Attachments
Konduit stores attachments in private storage. There are no public file links — every download is proxied through an authenticated route with strict response headers.
This page covers task attachments. For datatable attachments, see DataTables → Attachments.
POST /tasks/{taskId}/attachments
Upload a file. multipart/form-data with a file field.
curl -H "Authorization: Bearer kdt_..." \
-F "file=@./report.pdf" \
https://api.konduit.work/v1/tasks/<taskId>/attachments
Response:
{
"attachment": {
"id": "...",
"filename": "report.pdf",
"mime_type": "application/pdf",
"size_bytes": 845321,
"url": "/api/files/attachments/{ws}/{task}/{att}/report.pdf"
}
}
Limits and blocked types
| Constraint | Value |
|---|---|
| Max file size | 25 MB per file |
| Blocked extensions | exe, bat, cmd, com, msi, scr, ps1, vbs, js, sh |
The block list applies to extensions, not just MIME types — renaming evil.exe to evil.pdf.exe still gets rejected.
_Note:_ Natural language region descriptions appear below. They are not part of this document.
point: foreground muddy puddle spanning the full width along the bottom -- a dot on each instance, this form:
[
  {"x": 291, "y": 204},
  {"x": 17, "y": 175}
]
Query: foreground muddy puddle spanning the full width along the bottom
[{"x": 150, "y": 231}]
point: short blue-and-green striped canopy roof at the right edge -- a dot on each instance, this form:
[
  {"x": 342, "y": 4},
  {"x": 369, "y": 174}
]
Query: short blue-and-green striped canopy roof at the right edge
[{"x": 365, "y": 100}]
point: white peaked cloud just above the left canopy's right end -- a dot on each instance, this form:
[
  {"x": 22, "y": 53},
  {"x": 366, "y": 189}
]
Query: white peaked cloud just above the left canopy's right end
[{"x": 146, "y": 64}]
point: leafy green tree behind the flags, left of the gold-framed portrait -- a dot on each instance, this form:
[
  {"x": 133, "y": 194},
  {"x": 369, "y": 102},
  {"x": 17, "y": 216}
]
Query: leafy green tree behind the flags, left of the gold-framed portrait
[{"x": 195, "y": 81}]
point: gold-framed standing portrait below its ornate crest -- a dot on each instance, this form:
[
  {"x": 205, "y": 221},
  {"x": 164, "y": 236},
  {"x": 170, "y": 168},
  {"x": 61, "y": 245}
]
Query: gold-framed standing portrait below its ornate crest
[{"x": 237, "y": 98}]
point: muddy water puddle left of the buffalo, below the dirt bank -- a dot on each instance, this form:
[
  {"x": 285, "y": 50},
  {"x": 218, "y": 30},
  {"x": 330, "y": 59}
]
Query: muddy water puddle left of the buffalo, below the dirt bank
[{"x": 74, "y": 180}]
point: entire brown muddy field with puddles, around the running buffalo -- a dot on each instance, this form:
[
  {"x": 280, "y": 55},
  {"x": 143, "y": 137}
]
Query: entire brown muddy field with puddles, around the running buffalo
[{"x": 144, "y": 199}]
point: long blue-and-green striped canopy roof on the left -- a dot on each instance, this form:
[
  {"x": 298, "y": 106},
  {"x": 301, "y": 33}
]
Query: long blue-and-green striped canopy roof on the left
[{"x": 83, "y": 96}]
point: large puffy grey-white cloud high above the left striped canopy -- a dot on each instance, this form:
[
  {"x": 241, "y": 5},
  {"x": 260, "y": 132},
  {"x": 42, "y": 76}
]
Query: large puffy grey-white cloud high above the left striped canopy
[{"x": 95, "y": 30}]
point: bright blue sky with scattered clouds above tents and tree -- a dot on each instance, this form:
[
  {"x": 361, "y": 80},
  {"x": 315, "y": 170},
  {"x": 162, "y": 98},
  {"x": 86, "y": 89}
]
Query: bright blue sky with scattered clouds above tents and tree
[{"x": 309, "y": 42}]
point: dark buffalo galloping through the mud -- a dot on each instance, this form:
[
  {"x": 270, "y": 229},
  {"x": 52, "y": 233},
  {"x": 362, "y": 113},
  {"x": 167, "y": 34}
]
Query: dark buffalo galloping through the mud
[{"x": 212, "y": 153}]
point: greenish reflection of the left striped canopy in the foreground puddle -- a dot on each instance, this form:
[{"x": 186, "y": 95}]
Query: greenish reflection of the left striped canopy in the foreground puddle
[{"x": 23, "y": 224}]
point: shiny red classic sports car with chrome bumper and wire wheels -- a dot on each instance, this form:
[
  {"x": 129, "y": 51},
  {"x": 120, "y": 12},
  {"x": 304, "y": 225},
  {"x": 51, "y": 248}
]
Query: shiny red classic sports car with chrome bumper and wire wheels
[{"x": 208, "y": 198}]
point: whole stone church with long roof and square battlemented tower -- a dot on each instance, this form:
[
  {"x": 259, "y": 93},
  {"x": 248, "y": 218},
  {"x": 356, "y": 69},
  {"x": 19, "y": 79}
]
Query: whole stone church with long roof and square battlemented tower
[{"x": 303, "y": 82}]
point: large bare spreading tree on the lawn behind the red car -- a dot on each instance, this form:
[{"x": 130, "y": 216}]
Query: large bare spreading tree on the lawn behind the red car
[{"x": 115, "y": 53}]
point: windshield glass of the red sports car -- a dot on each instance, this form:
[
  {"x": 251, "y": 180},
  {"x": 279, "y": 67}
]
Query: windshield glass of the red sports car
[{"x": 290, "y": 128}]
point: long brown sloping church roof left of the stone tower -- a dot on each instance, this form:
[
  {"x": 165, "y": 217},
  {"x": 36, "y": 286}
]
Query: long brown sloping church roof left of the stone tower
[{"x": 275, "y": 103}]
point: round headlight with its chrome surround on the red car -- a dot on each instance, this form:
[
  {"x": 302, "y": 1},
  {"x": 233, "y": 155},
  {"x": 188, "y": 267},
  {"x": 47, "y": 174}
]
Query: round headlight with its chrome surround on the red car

GET /tasks/{taskId}/attachments
List all attachments on a task.
{
"attachments": [
{
"id": "...", "filename": "report.pdf",
"mime_type": "application/pdf", "size_bytes": 845321,
"url": "/api/files/attachments/{ws}/{task}/{att}/report.pdf",
"uploaded_at": 1735689600,
"uploaded_by": { "id": "...", "name": "Alice" }
}
]
}
GET /tasks/{taskId}/attachments/{attachmentId}
Streams the file binary. The response includes hardening headers to prevent stored-XSS via uploaded HTML/SVG/JS:
Content-Disposition: attachment; filename="report.pdf"
X-Content-Type-Options: nosniff
Content-Security-Policy: default-src 'none'; sandbox
The Content-Disposition: attachment forces the file to download rather than render in the browser. The CSP blocks any script execution if the file is a .html, .svg, or other potentially-active type.
DELETE /tasks/{taskId}/attachments/{attachmentId}
Permanently removes the attachment. No recovery in v1.
URL stability
The url field in attachment responses is stable for the lifetime of the attachment. You can store these URLs in your integration; they'll keep working as long as the attachment exists. Once deleted, the URL returns 404.
URLs require a valid Konduit session or API key — they're not public.
# Download an attachment with your API key
curl -H "Authorization: Bearer kdt_..." \
-o report.pdf \
https://konduit.work/api/files/attachments/{ws}/{task}/{att}/report.pdf
The Authorization: Bearer header is accepted on the file proxy directly — no separate download endpoint needed. The API key's workspace must match the file's workspace, otherwise the response is 404 (not 403, to avoid leaking which workspace owns a given path).